Piyojo has a unique way of enticing you into his strange and beautiful world so effortlessly. Rik Möhlmann is the Dutch visual artist and musician behind the one man project. On stage he is calm and contemplative, a bit distant seeming, and he proves similarly elusive in his online presence. But this only adds to the mystique of his magical electronic-tinged sonic dreamscapes. Originally from Groningen, where he was active both with his solo act but also as a concert organiser, in recent years his creative hub has been The Hague, and his visual aesthetics found in his art also colour the packaging of his releases and the live visuals that often are used in his performances.
Much of his work explores a world of absorbing electronic music, with a clubby dance colour to it.
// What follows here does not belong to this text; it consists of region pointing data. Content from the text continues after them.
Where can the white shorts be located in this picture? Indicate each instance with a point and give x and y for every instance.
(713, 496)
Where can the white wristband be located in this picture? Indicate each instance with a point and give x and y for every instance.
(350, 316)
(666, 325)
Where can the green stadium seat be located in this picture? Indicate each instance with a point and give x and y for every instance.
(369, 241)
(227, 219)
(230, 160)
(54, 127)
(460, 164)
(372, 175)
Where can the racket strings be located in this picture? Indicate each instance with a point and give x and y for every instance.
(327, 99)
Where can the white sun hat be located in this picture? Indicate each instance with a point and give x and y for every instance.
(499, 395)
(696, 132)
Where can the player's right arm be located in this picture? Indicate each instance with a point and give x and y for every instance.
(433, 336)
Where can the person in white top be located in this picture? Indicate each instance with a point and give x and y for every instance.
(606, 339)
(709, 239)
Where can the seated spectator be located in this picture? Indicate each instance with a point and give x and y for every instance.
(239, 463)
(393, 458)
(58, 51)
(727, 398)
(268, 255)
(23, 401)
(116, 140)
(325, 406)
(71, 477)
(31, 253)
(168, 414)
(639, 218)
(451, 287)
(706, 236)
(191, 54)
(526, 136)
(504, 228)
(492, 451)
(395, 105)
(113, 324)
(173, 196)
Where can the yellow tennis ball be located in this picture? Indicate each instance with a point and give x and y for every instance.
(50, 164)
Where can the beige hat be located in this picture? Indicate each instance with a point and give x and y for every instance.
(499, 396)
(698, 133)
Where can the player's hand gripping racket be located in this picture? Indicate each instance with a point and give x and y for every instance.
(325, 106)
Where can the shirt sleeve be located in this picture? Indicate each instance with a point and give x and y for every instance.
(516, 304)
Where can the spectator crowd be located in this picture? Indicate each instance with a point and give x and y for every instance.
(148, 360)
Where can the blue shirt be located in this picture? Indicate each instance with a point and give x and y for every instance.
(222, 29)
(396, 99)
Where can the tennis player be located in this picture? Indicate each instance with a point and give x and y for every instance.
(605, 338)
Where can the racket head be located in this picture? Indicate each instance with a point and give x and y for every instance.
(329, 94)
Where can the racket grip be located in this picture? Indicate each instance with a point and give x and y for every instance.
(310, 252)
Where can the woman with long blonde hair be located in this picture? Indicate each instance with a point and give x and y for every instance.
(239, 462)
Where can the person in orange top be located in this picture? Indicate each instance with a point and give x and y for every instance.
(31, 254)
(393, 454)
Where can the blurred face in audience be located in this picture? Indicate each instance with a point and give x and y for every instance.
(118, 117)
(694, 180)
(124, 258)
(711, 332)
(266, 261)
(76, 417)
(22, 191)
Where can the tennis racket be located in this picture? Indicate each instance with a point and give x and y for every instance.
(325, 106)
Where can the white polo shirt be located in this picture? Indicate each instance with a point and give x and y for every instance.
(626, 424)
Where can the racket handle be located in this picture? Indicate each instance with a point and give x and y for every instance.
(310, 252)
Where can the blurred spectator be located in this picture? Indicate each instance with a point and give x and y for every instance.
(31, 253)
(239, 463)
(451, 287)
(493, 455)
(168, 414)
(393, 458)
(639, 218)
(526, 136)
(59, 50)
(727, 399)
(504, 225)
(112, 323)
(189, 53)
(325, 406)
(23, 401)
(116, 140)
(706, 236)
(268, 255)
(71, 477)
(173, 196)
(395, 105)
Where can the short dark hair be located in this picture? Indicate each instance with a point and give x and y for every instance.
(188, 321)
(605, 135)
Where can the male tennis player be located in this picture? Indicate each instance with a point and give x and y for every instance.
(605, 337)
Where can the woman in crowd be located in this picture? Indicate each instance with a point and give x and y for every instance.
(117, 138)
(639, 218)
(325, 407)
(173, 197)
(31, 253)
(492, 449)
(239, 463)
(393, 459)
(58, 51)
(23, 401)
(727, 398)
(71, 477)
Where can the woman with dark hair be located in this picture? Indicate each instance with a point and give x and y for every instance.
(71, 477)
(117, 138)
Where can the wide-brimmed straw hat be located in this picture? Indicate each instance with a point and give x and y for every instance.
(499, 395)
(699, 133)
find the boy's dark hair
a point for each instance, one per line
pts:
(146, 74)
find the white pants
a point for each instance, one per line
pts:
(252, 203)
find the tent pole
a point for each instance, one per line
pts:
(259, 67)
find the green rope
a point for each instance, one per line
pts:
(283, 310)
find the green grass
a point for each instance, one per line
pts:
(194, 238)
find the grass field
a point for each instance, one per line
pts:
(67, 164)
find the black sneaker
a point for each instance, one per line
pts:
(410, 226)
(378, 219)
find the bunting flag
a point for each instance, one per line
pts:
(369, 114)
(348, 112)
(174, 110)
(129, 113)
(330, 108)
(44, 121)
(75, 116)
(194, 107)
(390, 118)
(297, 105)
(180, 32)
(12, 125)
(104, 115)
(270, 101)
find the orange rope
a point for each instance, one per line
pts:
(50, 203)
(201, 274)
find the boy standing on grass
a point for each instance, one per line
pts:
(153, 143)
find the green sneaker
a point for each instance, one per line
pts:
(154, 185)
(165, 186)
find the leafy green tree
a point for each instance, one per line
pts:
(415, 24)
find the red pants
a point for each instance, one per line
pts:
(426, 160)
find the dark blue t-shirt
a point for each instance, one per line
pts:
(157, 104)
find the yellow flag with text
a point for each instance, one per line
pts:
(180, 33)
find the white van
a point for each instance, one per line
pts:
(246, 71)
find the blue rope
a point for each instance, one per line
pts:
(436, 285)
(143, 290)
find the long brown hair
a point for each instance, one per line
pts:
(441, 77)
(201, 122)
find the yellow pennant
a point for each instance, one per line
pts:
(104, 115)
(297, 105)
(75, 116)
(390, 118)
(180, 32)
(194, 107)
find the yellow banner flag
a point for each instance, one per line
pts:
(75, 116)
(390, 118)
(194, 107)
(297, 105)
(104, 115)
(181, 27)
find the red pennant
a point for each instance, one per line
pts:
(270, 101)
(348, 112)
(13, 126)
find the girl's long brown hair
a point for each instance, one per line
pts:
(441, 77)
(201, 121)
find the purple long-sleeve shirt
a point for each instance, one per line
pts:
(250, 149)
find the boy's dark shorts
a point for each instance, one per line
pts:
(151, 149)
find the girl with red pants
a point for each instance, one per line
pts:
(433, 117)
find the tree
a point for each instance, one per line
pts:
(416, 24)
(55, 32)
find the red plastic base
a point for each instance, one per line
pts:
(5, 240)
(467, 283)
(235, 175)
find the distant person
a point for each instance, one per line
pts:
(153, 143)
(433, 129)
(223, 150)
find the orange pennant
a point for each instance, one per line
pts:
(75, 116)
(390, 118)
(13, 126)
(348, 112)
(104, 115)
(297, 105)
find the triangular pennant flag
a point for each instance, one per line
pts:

But with his performance at West for the 2019 Onze Ambassade Festival the audience is invited into his more introspective musical side. It's a world to sink into and fade away. A calm world, but also one that is colourful, fun, chaotic and charmingly retro due to the strange 80s electronic synth sounds that form the basis of his musical journeys. The sounds might be old, but the treatment is new and complex.

It’s difficult to pinpoint how his music works, or why it does. It seems like it shouldn’t if one only quickly touches on the eccentric-seeming outer veneer of the music. But once you slip into his world you are captivated. On the one hand there is a feeling of him hinting at a vaporwave-esque aesthetic of exaggerated 80s digital culture used in a way that lies somewhere between homage and ironic appropriation. Vaporwave often is found in mysterious corners of the web, its creators remaining evasive, their music austere yet tongue-in-cheek, and Piyojo seems to feed on a similar mindset in many ways.
But part of the secret of his music’s success seems to be that it gently touches on a nostalgia for early electronic video game and computer game aesthetics of the 80s and 90s. He seems to draw you back into the excitement of early encounters with video games and the dreamy worlds of exploration and fast-moving stimulation they offered young fans. Looking back at such games they will now seem clunky, dated, bizarre and inelegantly glitchy, yet for many they still feel like a safe place to escape to. And one that is synonymous with early awe and wonderment, at the dawn of a consumer-minded digital age that we are only plunged into more and more as we grow older. But back then it was fun and innocent for us.

And then there is the subdued chaos of it. As if a box of vibrant retro electronics somehow explodes in a fantastic trippy firework display you just want to let yourself get absorbed into and enjoy with a calm smile across your face. Ultimately, you just need to fade into the sounds and let them take you to their strange and hypnotic world.